Dr. Evison made it clear that comparing vaping to smoking in the media — especially before data is peer-reviewed — is misleading and dangerous.
“If we send out the message to the public that vaping is as dangerous or worse as smoking, which is not true based on medical evidence, then that risks the public thinking that is true and it might prevent someone from switching from tobacco to vaping.”
And that switch, for a smoker, could literally be the difference between life and death.
A Sensible Split: Adult Smokers vs. Youth Vaping
While defending vaping as a powerful cessation tool for adults, Dr. Evison also acknowledged the separate issue of youth uptake — calling for balanced thinking and regulation.
“The concern, and what makes this path very difficult to navigate, is then an entirely separate issue which is about youth vaping…
That is about the risk of somebody who doesn’t smoke taking up vaping, so instead of going from substantial harm risk reduction to a fraction of that, you’re going from no harm to whatever that harm is to an individual of using vaping.”
His solution?
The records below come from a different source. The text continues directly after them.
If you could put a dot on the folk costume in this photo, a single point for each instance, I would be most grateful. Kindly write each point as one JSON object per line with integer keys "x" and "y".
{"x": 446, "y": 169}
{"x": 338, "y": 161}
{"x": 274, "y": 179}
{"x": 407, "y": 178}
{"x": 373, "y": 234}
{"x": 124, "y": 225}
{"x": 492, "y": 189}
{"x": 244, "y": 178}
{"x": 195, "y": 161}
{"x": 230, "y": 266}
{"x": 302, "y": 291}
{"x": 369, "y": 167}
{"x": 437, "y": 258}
Support the Tobacco and Vapes Bill to restrict access and marketing to children, while protecting adult access to a life-saving alternative.
Final Thoughts: Headlines Can Harm
Dr. Evison’s comments are a rare voice of clarity in a storm of vape panic headlines. He’s not defending the vape industry — he’s defending public health.
By separating the issue of adult smokers from youth prevention, and insisting that science, not sensation, should lead the way, he’s helping ensure that vaping stays on the table as the UK’s most effective quit tool.
Although personally, I don’t think the way the government are cracking down is helping matters. That’s already been covered here at Ecigclick and no doubt will be covered yet again.
I guess it’s clear to see the real harm is not in the vape — it’s in the headlines.